Uncovering health disparities by race, ethnicity, and education
Measuring and tracking health outcomes is essential for identifying gaps in care and improving health. But overall measures of outcomes can often hide large health disparities by race, ethnicity, and education. By disaggregating these data, we can start building a roadmap to better health for all.
Racial disparities by state
The Commonwealth Fund recently updated their “Scorecard on State Health System Performance” with metrics for health outcomes, health care quality, access to care for five racial/ethic groups: Asian American, Native Hawaiian, and Pacific Islander (AANHPI); American Indian/Alaska Native (AIAN); Black; Latinx; and white.
The new metrics show wide variation in health outcomes and access by ethnic group across states.
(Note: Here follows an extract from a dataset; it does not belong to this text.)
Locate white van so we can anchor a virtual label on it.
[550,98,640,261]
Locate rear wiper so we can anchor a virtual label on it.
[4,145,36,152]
For example, in some Southern states, the rate of death from conditions that are treatable with access to timely care was about 0.2% for Black individuals. Comparatively, in New England states, 0.09-0.1% of Black people died from conditions amenable to care. However, there are significant disparities within states, even those that do well overall. For example, in Connecticut and Massachusetts, Black individuals are nearly twice as likely to die from preventable conditions compared to white people, and three times as likely compared to AANHPI individuals.
The racial/ethnic breakdown by state shows some clear patterns. In every state, either Black or AIAN racial groups had the highest rates of mortality amendable to care. In almost every state, AANHPI or Latinx racial groups had the lowest rates of mortality amenable to care.
Looking at other preventable health conditions shows that we have a long way to go in reducing health disparities in every state. For example, the highest rate of deaths due to diabetes in white people in any state (0.036% in West Virginia) isn’t much higher than the lowest rate of deaths due to diabetes in black people in any state (0.027% in Connecticut). The greatest variation in deaths from diabetes is within the AIAN group, ranging from 0.01% in Texas to 0.135% in South Dakota.
The Commonwealth Fund also found significant variation in access to health care, particularly among Latinx and AIAN individuals. Oklahoma has the highest rate of uninsurance for white adults under 65 (16.9%); in 44 other states, the rate of uninsurance for Latinx adults is greater than that. Even in Massachusetts, which mandates health insurance coverage, the uninsured rates for Black and Latinx adults under 65 (7.1% and 7.5%, respectively) are more than double the rates for AANHPI and white adults (3.5%).
Covid-19 disparities in race and education
Researchers have documented significant racial disparities in rates of Covid-19 infection and death, due to differences in neighborhood crowding, housing access, ability to physically distance, rates of chronic health conditions, and lack of access to health care, all of which have their roots in systemic racism.
However, it’s less well known how education levels, gender, and race intersect when it comes to vulnerability to Covid-19. In a recent study in JAMA Open, Justin Feldman and Mary Bassett at the FXB Center Health and Human Rights at Harvard University examined these issues.
Feldman and Bassett used Covid-19 data from the US Centers for Disease Control and Prevention (CDC) to look at rates of age-adjusted mortality from Covid-19 across subgroups of race, gender, and education in 2020. They found that across all racial groups and age groups, those with a high school education/ GED certificate or less had higher rates of Covid-19 mortality compared to those with more years of education.
However, even having high levels of education was not protective for most racial minority groups. College-educated Black, American Indian and Alaska Native, and Latino men died at about the rates of white men with just a high school education. And Covid-19 age-adjusted mortality rates for Black women exceeded those of white women at every education level; Black women with college degrees died at a rate 5.4 times higher than white women with college degrees. The authors calculate that if all racial and ethnic groups had the same Covid-19 mortality rates as college-educated white people, there would have been 71% fewer deaths among people of color.
This research shows that when it comes to Covid-19 risk, we have to consider numerous social determinants of health and how they intersect. While people of all races with lower levels of education are more likely to die of Covid-19, higher education doesn’t close racial health gaps. Eliminating these racial and class health disparities is essential to creating better health outcomes for all, during the pandemic and beyond.